Patients respond more positively to physicians who focus on their ideal affect

Affiliations
Randomized Controlled Trial

Patients respond more positively to physicians who focus on their ideal affect

Tamara Sims et al. Emotion. 2015 Jun.

Abstract

Previous findings suggest that patients choose physicians whose affective focus matches how they ideally want to feel (Sims et al., 2014). For instance, the more people wanted to feel excitement, the more likely they were to hypothetically choose a new physician who promoted excitement. What remains unknown is whether this match shapes how patients actually respond to physicians after being assigned to them (i.e., whether they adhere to physicians' recommendations more and evaluate physicians more positively). To this end, community adults reported their global ideal affect and actual affect (how they ideally want to feel and actually feel during a typical week, respectively), and were randomly assigned to receive health recommendations from either a physician who expressed and promoted high arousal positive states (HAP) (e.g., excitement), or one who expressed and promoted low arousal positive states (LAP) (e.g., calm).
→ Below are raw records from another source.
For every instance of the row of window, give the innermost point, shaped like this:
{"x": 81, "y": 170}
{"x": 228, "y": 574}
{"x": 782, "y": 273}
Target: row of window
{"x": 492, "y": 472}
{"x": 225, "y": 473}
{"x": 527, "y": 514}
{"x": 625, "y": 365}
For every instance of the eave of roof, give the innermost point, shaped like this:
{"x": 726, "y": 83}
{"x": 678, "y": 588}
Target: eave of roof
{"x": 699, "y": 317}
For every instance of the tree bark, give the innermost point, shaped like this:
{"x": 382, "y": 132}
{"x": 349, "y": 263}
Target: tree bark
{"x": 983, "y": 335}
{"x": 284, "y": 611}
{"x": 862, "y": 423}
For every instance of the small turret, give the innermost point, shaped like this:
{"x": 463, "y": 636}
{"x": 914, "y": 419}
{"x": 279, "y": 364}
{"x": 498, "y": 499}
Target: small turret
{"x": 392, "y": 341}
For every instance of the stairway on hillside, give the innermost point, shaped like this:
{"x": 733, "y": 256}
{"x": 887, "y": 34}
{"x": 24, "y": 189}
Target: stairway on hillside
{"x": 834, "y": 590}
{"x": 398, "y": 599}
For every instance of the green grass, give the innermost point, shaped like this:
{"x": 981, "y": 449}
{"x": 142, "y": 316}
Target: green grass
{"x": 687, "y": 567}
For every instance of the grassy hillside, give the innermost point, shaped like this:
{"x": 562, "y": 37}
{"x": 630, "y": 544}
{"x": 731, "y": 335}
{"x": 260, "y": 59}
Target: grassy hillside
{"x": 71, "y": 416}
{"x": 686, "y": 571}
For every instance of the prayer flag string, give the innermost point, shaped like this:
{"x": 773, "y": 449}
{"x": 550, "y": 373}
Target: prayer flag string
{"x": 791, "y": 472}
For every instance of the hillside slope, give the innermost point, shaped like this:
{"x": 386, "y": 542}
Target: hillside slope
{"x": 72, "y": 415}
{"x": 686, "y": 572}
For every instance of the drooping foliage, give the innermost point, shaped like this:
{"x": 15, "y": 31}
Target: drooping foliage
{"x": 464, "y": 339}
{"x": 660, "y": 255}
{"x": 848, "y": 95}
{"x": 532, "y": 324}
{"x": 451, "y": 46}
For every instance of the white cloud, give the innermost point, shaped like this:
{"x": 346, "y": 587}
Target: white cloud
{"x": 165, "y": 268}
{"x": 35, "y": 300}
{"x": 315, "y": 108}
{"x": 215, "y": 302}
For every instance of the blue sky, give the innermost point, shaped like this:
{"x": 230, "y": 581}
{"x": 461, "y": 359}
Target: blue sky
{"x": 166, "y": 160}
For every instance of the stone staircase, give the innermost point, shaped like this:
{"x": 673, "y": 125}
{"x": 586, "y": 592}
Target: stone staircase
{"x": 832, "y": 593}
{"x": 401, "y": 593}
For the next 5 days, participants reported their daily adherence to the recommendations and their daily ideal and actual affect. At the end of the week, participants evaluated their physician. As predicted, the more participants wanted to feel HAP, the more they adhered to the "HAP-focused" physician's recommendations, and the more participants wanted to feel LAP, the more they adhered to the "LAP-focused" physician's recommendations. Participants also evaluated their physician more positively when his affective focus matched their ideal affect. Neither global nor daily actual affect systematically predicted how patients responded to their physicians. These findings suggest that patients respond better to physicians whose affective focus matches their ideal affect.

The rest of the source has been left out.